Bug 28454

Summary: Intel Clarkdale Hard Lockup
Product: DRI Reporter: Daniel Kasak <dan>
Component: DRM/IntelAssignee: Jesse Barnes <jbarnes>
Status: CLOSED INVALID QA Contact:
Severity: major    
Priority: medium CC: gordon.jin, john
Version: XOrg gitKeywords: NEEDINFO
Hardware: x86-64 (AMD64)   
OS: Linux (All)   
Whiteboard:
i915 platform: i915 features:

Description Daniel Kasak 2010-06-08 17:00:05 UTC
I just got an Intel Clarkdale system, and installed Sabayon Linux-5.3-rc on it.
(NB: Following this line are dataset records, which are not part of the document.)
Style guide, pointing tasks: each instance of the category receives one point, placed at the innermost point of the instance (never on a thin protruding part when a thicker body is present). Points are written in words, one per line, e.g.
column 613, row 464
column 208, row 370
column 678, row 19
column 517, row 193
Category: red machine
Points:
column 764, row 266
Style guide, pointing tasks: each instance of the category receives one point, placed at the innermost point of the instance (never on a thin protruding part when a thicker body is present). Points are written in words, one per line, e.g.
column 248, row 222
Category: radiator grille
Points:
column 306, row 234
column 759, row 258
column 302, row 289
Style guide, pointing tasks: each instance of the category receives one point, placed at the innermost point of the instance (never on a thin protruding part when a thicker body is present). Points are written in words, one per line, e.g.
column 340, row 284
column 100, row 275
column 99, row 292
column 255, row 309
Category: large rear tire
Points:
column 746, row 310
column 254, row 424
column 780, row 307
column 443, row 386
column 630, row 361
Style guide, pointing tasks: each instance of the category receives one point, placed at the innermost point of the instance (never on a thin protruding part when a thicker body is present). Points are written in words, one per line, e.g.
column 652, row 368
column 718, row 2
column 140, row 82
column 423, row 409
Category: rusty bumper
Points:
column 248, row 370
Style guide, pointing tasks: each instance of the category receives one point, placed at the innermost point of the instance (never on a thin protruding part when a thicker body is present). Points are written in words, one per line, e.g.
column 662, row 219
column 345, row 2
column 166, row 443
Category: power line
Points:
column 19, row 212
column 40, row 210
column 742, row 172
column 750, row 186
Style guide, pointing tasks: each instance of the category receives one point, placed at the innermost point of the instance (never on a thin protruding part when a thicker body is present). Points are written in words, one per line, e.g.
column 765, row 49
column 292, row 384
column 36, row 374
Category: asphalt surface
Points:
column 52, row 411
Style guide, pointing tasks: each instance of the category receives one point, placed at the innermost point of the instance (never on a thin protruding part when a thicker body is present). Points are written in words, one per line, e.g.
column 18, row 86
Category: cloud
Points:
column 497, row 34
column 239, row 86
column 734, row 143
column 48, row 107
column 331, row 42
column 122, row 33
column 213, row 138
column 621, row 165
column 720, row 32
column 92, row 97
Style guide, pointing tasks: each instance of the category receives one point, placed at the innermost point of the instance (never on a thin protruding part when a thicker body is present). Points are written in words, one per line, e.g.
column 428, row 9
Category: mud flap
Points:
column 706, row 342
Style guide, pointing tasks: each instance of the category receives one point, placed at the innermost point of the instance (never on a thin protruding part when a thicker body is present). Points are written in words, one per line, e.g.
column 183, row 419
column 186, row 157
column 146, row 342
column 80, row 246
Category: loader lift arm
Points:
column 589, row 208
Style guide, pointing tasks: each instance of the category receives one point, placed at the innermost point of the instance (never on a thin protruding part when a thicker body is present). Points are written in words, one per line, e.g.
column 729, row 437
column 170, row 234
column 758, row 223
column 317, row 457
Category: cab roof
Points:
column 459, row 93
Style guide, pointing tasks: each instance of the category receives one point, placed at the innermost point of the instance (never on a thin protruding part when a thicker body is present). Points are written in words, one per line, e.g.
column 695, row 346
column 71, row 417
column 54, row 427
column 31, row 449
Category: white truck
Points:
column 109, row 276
This has the following components:

 - 2.6.34-sabayon kernel ( Linux kakak 2.6.34-sabayon #1 SMP Mon May 31 16:00:15 UTC 2010 x86_64 Intel(R) Core(TM) i5 CPU 650 @ 3.20GHz GenuineIntel GNU/Linux )

 - mesa-7.8.1

 - xf86-video-intel-2.11.0

 - libdrm-2.4.19

With just gnome running, with NO compositing manager, I am getting random hard lockups. CTRL-ALT-SysRq magic system requests don't work. I am unable to get a batch buffer.

I have posted at the phoronix forums: http://www.phoronix.com/forums/showthread.php?t=24205 and it was recommended that I file a bug report. Also see the phoronix review which mentions hard lockups: http://www.phoronix.com/scan.php?page=article&item=intel_clarkdale_gpu&num=1

I have set the severity as 'blocker' as this system is wildly unstable - I had 3 hard lockups in 4 hours yesterday, and my first one this morning happened 3 minutes after powering on.
Comment 1 Jesse Barnes 2010-06-09 10:33:30 UTC
Can you try the latest stable kernel, 2.6.34.x?  Or 2.6.35-rc2...
Comment 2 Daniel Kasak 2010-06-10 18:54:09 UTC
I've tested with a couple of different combinations. Firstly, upgrading to 2.6.35-rc2-git2 made lockups about half as frequent ... about 1 every 4 hours now.

Next I activated ecomorph ( compiz port for enlightenment-0.17 ). There were rendering issues with mesa-7.8.1, so I built mesa from git ( plus upgraded to libdrm-2.4.20 ). This fixed the rendering issues, but I started getting more frequent lockups again.

Next I upgraded xf86-video-intel from 2.11.0 to git. This gives me a hard lockup when X starts ... so I've had to downgrade that.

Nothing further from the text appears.